Лишь ближе к весне 1970 года кембриджские друзья Рольф обнаружили, что же на самом деле с ней происходит; Набоковы не единственные получали ее аномальные спиралеграммы. Кто-то из преданных друзей устроил ее в больницу, где она провела этот столь необходимый для себя месяц. Позже ей поставили диагноз: нарушение психики, паранойя, мания величия; было предписано соответствующее лечение и абсолютный покой. Подлечившись, Рольф опубликовала вскоре в «Партизэн ревью» свою первую прозу на английском языке. Набоковы по-прежнему получали от нее по два послания в день. В 1978 году она регулярно посылала свои письма и сочинения Вере, а также стихи, в которые вплеталась тема Набоковых, та самая, с которой Рольф так и не смогла расстаться. В августе того же года у Рольф обнаружился скоротечный рак почки, и через пару недель она умерла; наверняка слух о ее смерти дошел и до Швейцарии, однако там никак не был отмечен. Вся эта эпопея вызвала истощение уже и так подточенных жизненных ресурсов в Монтрё, где столь высоко ценилось здравомыслие, что Вера даже при виде восхитительного, нежаркого летнего дня могла заметить: «Наконец-то погода взялась за ум» [312]

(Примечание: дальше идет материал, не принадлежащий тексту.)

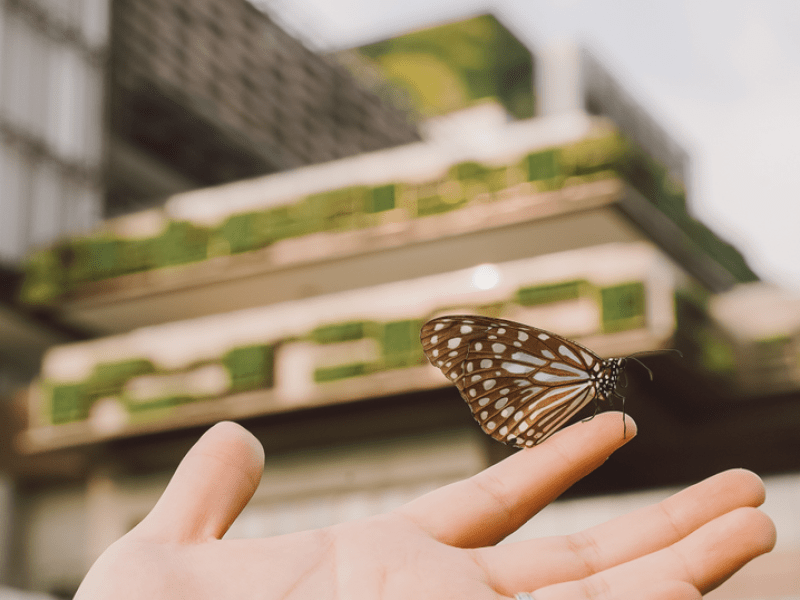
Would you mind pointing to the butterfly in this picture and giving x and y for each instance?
(521, 383)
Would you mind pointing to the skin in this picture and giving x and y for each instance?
(441, 545)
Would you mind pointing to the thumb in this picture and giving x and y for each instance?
(211, 486)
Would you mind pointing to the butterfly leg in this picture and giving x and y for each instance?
(624, 423)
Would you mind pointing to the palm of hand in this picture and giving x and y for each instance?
(441, 545)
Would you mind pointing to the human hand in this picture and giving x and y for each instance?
(441, 545)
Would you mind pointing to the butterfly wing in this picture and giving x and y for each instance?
(521, 383)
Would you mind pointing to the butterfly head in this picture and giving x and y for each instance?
(606, 379)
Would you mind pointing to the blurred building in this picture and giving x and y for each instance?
(542, 192)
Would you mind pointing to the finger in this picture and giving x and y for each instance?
(704, 559)
(484, 509)
(211, 486)
(664, 590)
(624, 538)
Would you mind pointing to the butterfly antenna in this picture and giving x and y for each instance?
(646, 368)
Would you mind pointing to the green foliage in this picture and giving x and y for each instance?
(449, 67)
(250, 367)
(623, 306)
(555, 292)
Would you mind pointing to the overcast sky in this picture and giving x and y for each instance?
(723, 76)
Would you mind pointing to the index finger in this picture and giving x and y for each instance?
(484, 509)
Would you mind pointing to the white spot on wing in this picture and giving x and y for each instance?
(567, 353)
(588, 358)
(516, 368)
(528, 358)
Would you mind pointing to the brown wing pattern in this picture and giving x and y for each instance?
(521, 383)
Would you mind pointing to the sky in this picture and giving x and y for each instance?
(722, 76)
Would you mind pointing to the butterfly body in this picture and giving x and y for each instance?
(521, 383)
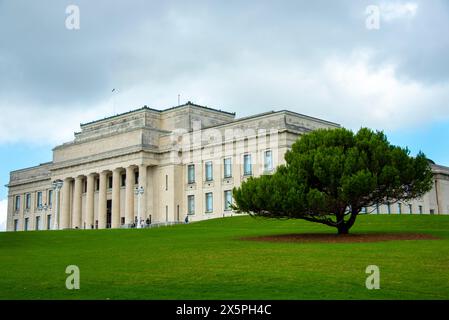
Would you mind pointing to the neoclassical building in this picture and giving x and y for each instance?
(161, 166)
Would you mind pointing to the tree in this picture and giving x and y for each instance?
(331, 174)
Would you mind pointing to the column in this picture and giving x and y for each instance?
(65, 212)
(76, 215)
(90, 192)
(143, 183)
(102, 200)
(129, 201)
(116, 177)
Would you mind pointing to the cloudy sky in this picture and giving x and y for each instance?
(317, 58)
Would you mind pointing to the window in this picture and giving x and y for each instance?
(17, 203)
(247, 170)
(209, 171)
(38, 223)
(191, 204)
(209, 202)
(228, 199)
(191, 173)
(39, 199)
(50, 198)
(268, 161)
(227, 168)
(28, 201)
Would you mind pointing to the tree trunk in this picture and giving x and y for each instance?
(343, 228)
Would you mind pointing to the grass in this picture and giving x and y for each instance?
(206, 260)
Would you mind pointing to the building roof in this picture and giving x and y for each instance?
(188, 104)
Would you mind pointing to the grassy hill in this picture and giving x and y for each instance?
(208, 260)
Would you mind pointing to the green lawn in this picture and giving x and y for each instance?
(206, 260)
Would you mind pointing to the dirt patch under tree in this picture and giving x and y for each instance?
(345, 238)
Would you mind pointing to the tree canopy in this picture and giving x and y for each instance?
(331, 174)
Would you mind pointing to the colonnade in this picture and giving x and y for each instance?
(72, 206)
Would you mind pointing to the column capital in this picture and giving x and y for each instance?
(104, 173)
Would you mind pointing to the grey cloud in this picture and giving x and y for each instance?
(173, 45)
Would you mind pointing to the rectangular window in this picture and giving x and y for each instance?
(28, 201)
(209, 202)
(209, 173)
(228, 199)
(191, 204)
(50, 198)
(39, 199)
(17, 203)
(38, 223)
(268, 161)
(191, 173)
(247, 168)
(227, 168)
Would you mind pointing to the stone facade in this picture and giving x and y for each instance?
(185, 160)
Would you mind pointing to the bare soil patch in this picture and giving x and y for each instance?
(346, 238)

. Рольф была из тех немногих людей, кто провоцировал Веру сбросить маску, заговорить собственным голосом с другим человеком. Вера пыталась утверждать, что все происшедшее – плод больной фантазии, но это было не так. Уже давно отказывая в доверии людям, в данном случае она целиком уклонилась и от личной ответственности. В живом общении такая тактика оказывается менее успешной, чем в литературе.
6
В начале октября 1967 года ассистентка Владимира по Музею сравнительной зоологии Филис с мужем-энтомологом Кеном Кристиансеном оказались проездом в Монтрё. Кристиансены с восторгом смотрели на того самого мальчика, за которым Филис (тогда Филис Смит) временами приглядывала в Кембридже и который теперь вымахал ростом в шесть футов пять дюймов и стал профессиональным певцом. К своему изумлению, супруги обнаружили, что Вера практически с тех пор не изменилась. И совершенно поразило их то, что она помнила, как звали кокер-спаниеля, который был у Филис двадцать лет назад. Набоковы не забыли ничего; и в воскресенье за обедом (говяжья вырезка, клубника) они засыпали Филис расспросами о ее родных, о которых были наслышаны за годы работы в музее. Особый интерес Набоковы проявили к тридцатишестилетней сестре Филис, с которой у нее трудно складывались отношения и которая оказалась душевнобольной. Владимир то и дело возвращался к этой теме, выясняя причину душевного расстройства сестры Филис. Бывшую ассистентку так изумило преувеличенное внимание к этой теме и прямота, с которой задавались вопросы, что она даже путалась с ответами. Вряд ли подробное набоковское выспрашивание 1967 года имело отношение к лавине писем от Филиппы Рольф. Однако совершенно очевидно, что Набоковы были проникнуты пониманием и глубоким сочувствием к людям с нарушенной психикой. Визит оказался обоюдно приятным. Кристиансены прежде всего отметили немеркнущее взаимное обожание четы Набоковых. Владимир по-прежнему говорил Вере «дорогая», и, по наблюдению другого гостя, произносилось это без малейшей тени обыденности. После обеда в гостиной Владимир, кладя сахар в кофе, просыпал его мимо чашки. Белые кристаллики аккуратной горкой осели на поверхности его мокасина. Вера с озорной улыбкой воскликнула: «Милый, ты себе подсластил туфлю!» Владимир расхохотался.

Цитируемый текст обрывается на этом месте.